And the hits just keep on coming

Three days after a game, either the elation or the pain fades. You settle down, have put things into perspective and now, it's time to move on. Or is it? Three days after the debacle against Penn State, fans are still furious, columnists are going off and the only question about certain coaches having their heads on chopping blocks is who gets to swing the axe. You think this will be a period for calm? If NU loses to Iowa State in two weeks, you can call this time the "calm" before the storm.

In a state where the media is not usually overly critical of the Nebraska coaching staff, what we have seen in the last couple of days has been unsettling if not refreshing. Columnists from the Lincoln Journal Star and the Omaha World Herald inhaled their collective breathe and exhaled some of the more scathing commentary you are likely to read, as the NU coaches and even players got raked across the coals after NU was hapless in Happy Valley.

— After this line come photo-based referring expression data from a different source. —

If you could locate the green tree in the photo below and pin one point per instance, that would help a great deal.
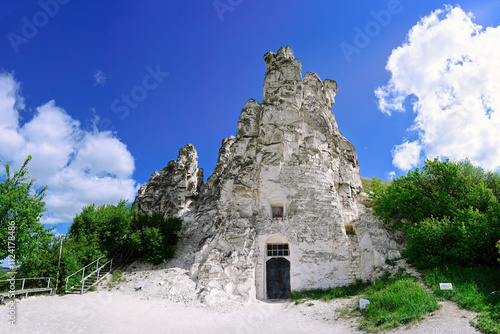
(106, 226)
(439, 189)
(21, 207)
(498, 246)
(155, 236)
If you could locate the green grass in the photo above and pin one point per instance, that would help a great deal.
(401, 301)
(328, 294)
(476, 289)
(393, 300)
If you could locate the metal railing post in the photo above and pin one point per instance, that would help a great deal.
(83, 281)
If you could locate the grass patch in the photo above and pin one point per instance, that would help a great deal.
(329, 294)
(401, 301)
(476, 289)
(393, 300)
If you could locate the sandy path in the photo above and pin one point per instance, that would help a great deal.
(118, 312)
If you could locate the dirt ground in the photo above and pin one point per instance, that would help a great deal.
(130, 311)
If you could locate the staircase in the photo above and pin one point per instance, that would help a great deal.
(95, 271)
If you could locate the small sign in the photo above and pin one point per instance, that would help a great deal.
(445, 286)
(363, 303)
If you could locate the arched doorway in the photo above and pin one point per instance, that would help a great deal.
(277, 278)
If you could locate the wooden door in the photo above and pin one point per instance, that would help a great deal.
(278, 278)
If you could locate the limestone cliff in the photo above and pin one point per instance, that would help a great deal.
(288, 154)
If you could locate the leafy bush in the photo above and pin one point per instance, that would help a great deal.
(498, 246)
(107, 225)
(463, 240)
(155, 236)
(21, 207)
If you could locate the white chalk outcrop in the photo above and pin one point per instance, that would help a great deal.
(288, 154)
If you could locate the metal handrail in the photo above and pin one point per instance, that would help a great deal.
(85, 267)
(26, 278)
(118, 253)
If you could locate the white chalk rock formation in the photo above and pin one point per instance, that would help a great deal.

Tom Shatel, from the Omaha World herald stated, "The defense looked disorganized. The offense outdated. The Huskers looked undisciplined and uncoached." Shatel went on to single out Craig Bohl, stating that he "has never looked more overmatched."

It doesn't stop there.

Curt McKeever of the Lincoln Journal Star voiced his concern about the Huskers' D figuring out the hard, but losing focus of what should almost be natural to NU. "Maybe the Huskers have figured out how to defend the gimmicky, finesse offenses, but now they're having trouble handling the basics of smashmouth football."

John Mabry, again from the Star wrote about the defense, "NU's road defense appears to be asleep when it's awake"and he echoed a thought I am sure most of you are thinking right now. "You have to wonder what goes on during those "adjustment" sessions at halftime". What, indeed.

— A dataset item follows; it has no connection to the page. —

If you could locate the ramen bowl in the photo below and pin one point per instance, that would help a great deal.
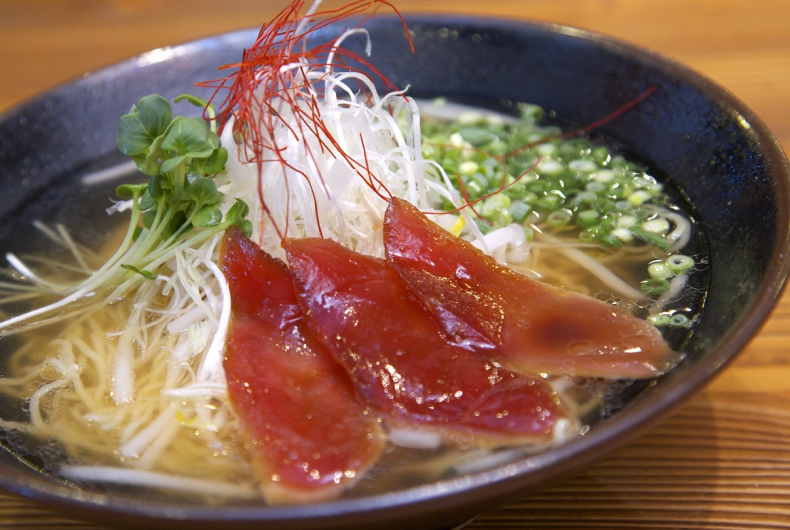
(702, 139)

Tom Dienhart of the Sporting news states simply, that "Nebraska is a four- or five-loss team waiting to happen." He said the offense, the defense and pretty much everything outside of the waterboy could be to blame for this disaster. Dienhart even said that this year could be the year that NU not only launches programs like it did with Penn State, but their misfortune and inadequacies could be just what Iowa State and Texas A&M need to get into the limelight and the swooning Kansas State Wildcats to get back. NU's season-long demise is probably only seen as a bad thing to those that are fans of NU.

The dissension continues, the rants go on and the best and worst thing for the team is a week off before they play Iowa State.

The good, the coaches get a chance to figure out what happened, because as good as Mills is, Seneca Wallace is much better. If Mills could make the NU defense look lethargic and confused, Wallace could have a Tim Rattay-like day.

The bad, the articles will continue, the comments will only increase and the Husker fan-base will be waiting, wanting their chance to wield the axe. Most of them don't even care who's head it is, they just want someone to pay. Losing stinks and losing like NU lost to Penn State, well, that's aromatic to the point of nauseam, but when you are Nebraska, it won't be tolerated for long.

This weekend and even today, the Nebraska Cornhuskers have been called out by just about every sports loving journalist in the country for losing their edge, softening since Solich and being one of the most defensive, defenseless team in the country. If you wondered at how popular Nebraska was, you've now been given a pretty fair idea.

Not quite the way you wanted it?

In two weeks, it might be much, much worse.